Kyoto: Rimaniamo a dormire a casa del chitarrista e cantante dei Cyberne,
Tanaka, loro sono molto ospitali e gentili, ed è congeniale, per noi,
per poter visitare bene Kyoto, di cui tutti ci hanno parlato benissimo (tra
cui Damo Suzuki). Kyoto si rivela bellissima, probabilmente la più
bella città vista, molto rilassata e calma, è una città
con tantissime zone di verde e templi, andiamo anche a vedere il rjoanji,
il giardino zen che ha ispirato John Cage. A cena abbiamo deciso di fondere
le nostre culture, noi cuciniamo un piatto di spaghetti con tonno e gamberi
per gli amici di Kyoto, loro ci preparano del sushi… ottima cena! La
notte dormiamo ad Osaka, da lì partiremo l'indomani mattina per Fukuoka.
Fukuoka: andiamo sempre più verso il sud del Giappone, oramai siamo
a 5 ore da Tokyo... Fukuoka è conosciuta come un posto con bellissime
ragazze e del buonissimo cibo… ed è vero! Notiamo subito la differente
aria che si respira e si può palpare rispetto al centro-nord del paese.
Il locale dove suoniamo si chiama Decadent Deluxe, e si presenta come un palazzo
molto simile allo stile di Gaudì... Il posto è al terzo piano,
è un club molto scuro… appena arrivati ascoltiamo il check di
una band interessante, ricordano un po' i Ruins, e poi andiamo in albergo
per riposarci un po', infine a cena a mangiare un boccone. Torniamo al locale
per il nostro live, un concerto efficace, il nostro, ma nel locale non c'è
molta gente e c' è poca tensione nell'aria... Finito il concerto andiamo
in due (Mattia e Mirko) a berci una birra fuori.
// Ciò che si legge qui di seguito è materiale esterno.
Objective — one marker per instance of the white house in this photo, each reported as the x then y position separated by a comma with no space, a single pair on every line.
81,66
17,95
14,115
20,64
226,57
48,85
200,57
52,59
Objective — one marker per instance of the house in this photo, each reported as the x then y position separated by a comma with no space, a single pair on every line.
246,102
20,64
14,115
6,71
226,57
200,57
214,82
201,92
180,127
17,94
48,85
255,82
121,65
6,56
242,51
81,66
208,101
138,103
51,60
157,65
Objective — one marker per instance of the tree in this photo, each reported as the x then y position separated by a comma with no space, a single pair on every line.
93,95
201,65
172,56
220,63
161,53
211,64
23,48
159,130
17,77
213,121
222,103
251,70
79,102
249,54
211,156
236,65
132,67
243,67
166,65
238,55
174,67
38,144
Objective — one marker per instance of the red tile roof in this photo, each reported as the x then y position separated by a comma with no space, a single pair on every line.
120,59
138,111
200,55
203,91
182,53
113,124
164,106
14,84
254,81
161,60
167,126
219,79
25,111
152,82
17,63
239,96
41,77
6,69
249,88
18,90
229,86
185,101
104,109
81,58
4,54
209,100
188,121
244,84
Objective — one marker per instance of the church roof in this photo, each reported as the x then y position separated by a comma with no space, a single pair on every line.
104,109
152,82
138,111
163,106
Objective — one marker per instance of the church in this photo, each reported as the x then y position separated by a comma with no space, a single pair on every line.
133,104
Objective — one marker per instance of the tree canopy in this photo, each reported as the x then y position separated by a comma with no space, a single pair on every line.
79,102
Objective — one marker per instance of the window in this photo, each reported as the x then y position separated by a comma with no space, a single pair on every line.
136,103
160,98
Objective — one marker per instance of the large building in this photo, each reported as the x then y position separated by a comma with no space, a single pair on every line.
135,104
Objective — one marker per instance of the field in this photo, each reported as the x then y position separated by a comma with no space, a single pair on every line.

Due chiacchiere e si fa tardi,
quando torniamo al locale non c'è nessuno!!, e vaghiamo per Fukuoka
4 ore senza ricordare dov’è l'albergo… torniamo alle 4
di notte.... serata da ricordare!!
Hiroshima: Abbiamo un'altro giorno libero, decidiamo di andare a vedere Hiroshima,
e il museo dedicato alla bomba atomica. Xabier si sveglia prima e si vede
anche Nagasaki, si ricongiungerà con il gruppo ad Hiroshima nel pomeriggio.
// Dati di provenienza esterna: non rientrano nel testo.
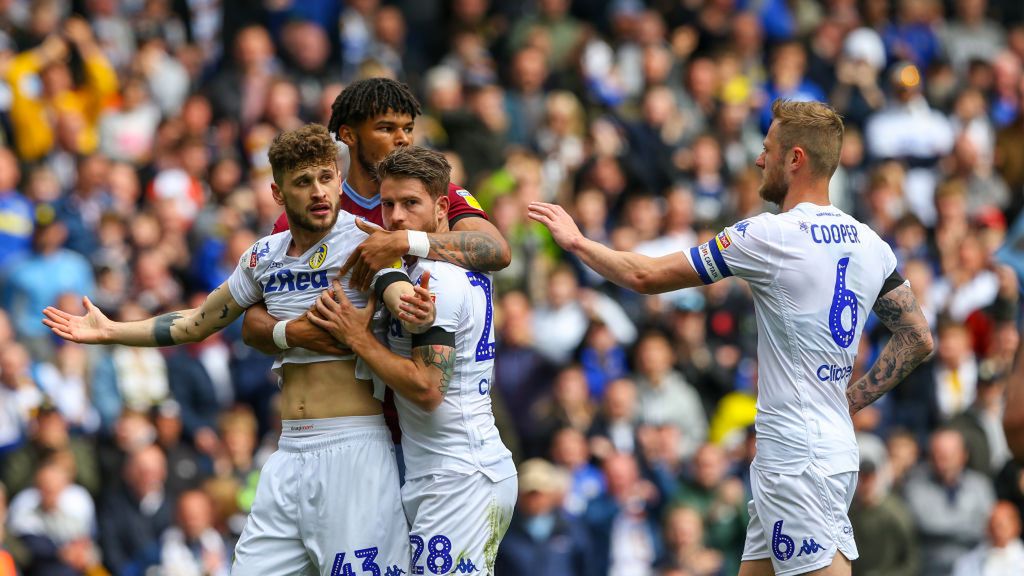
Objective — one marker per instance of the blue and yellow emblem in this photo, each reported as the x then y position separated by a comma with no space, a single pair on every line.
318,257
Hiroshima è una città totalmente rinata, non ci sono segni della
tragedia… se non le rovine del dom, posto di fronte al museo , qui ci
mettiamo un poco per riprenderci da una forte botta emotiva (foto, resti e
documenti veramente impressionanti).
Kobe: risaliamo verso nord ed andiamo a Kobe, città terremotata in
passato, molto commerciale, e appena arriviamo ci investe un numero impressionante
di negozi. È una città molto moderna e per certi versi vicina
a certe parti di Tokyo… Il locale è l'Halluva Lounge, un posto
bellissimo, un club, molto colorato, e con il palco che è una pedana
illuminata dall’interno da un neon giallo (tipo discoteca anni 80 !).
Prima di noi 5 gruppi, tra cui i Cyberne di Osaka, i concerti sono molto vari
tra loro, aprono un trio che mi ricorda i Can, poi un trio psycho-noise…
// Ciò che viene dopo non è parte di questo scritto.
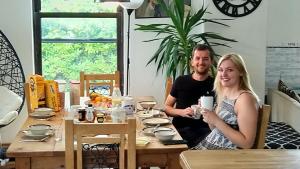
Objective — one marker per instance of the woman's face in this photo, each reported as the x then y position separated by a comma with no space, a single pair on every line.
228,74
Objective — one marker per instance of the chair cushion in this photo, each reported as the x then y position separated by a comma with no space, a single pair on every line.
10,102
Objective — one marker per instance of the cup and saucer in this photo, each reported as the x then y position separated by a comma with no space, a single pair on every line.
42,113
38,132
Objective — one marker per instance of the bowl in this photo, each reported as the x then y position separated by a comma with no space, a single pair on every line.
43,111
164,135
147,104
39,129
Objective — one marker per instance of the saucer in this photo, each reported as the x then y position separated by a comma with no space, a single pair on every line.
149,131
28,134
42,115
156,121
142,141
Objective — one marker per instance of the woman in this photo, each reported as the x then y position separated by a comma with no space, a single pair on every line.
234,124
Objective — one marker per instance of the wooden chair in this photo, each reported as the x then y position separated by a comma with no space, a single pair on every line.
169,84
88,80
262,125
84,133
poi ancora un duo minimale che ricorda certe cose di Sugimoto, poi un trio
di ragazze molto post-rock ed infine i Cyberne… la più bella
serata per quanto riguarda i concerti visti… Tocca a noi, l'atmosfera
è molto bella, il nostro concerto è molto intenso, bellissimo,
la gente è entusiasta, tra i migliori sicuramente. Finito andiamo a
mangiare... siamo molto stanchi e abbiamo di fronte a noi solo 3 ore per dormire....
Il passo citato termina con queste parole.